Vom Arztdasein in Amerika

Die Einschläge kommen näher

  • Montag, 17. September 2012

Nun ist es offiziell: Einer meiner Internistenkollegen wird verklagt. Vor vier Wochen wurde ein Anwaltsschreiben unserem Büro zugestellt; in diesem wurde die Arztgruppe aufgefordert offenzulegen, bis zu welcher Höhe sie Schadenersatzzahlungen gegenüber Patientenklagen erstatten würde. Wie wir später erfuhren, war ein ähnliches Schreiben an ein von uns betreutes Krankenhaus, dem Internisten Dr. S. unserer Gruppe und einem Kardiologen versandt worden.

Nun folgte diesem Schreiben und den Antworten hierauf vier Wochen später das offizielle Anklageschreiben eines Rechtsanwaltes, und es wurden Schadenersatzanspüche in Höhe von 25 Millionen US-Dollar gestellt. Verklagt werden ein Kardiologe, mein obenerwähnter Internistenkollege, ein Notaufnahmearzt, die Kardiologie- und Internistengruppe, in denen diese Ärzte arbeiten und das Krankenhaus. Daneben ist auch eine Krankenschwester angeklagt, wobei diese durch das Krankenhaus finanziell abgedeckt wird.

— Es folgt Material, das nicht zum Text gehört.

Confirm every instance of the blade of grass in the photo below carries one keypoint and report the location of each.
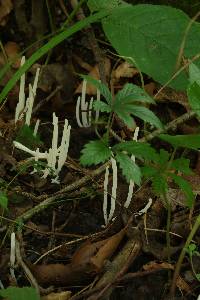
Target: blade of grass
(51, 44)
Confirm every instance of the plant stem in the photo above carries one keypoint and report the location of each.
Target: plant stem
(182, 255)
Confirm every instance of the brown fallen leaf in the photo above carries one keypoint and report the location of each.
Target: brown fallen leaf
(155, 266)
(87, 261)
(124, 70)
(107, 250)
(58, 296)
(5, 8)
(91, 89)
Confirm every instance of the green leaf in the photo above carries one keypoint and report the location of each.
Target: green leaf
(60, 37)
(185, 187)
(102, 106)
(15, 293)
(191, 141)
(131, 93)
(95, 152)
(194, 73)
(138, 149)
(148, 172)
(104, 90)
(3, 200)
(163, 158)
(159, 184)
(193, 93)
(130, 170)
(146, 115)
(152, 35)
(96, 5)
(183, 165)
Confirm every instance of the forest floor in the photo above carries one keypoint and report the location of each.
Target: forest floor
(62, 243)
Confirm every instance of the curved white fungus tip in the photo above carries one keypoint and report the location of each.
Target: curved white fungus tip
(131, 184)
(114, 189)
(105, 198)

Was war vorgefallen? Ein 61-jähriger Patient war stationär wegen Synkope im Rahmen einer sportlichen Betätigung aufgenommen worden. Ähnliches war ihm in der Vergangenheit schon einmal widerfahren. Die Initialdiagnostik einschlieβlich Röntgenthorax, EKGs, Laborparameter und kardiologischen Konsils waren ohne klaren Befund geblieben. Der Patient fühlte sich wohlauf, war weder luftnötig und nur einmal grenzwertig tachykard und drängelte meinen internistischen Kollegen ihn zu entlassen. Dieser tat es nach 24 Stunden Diagnostik und Beobachtung im Krankenhaus.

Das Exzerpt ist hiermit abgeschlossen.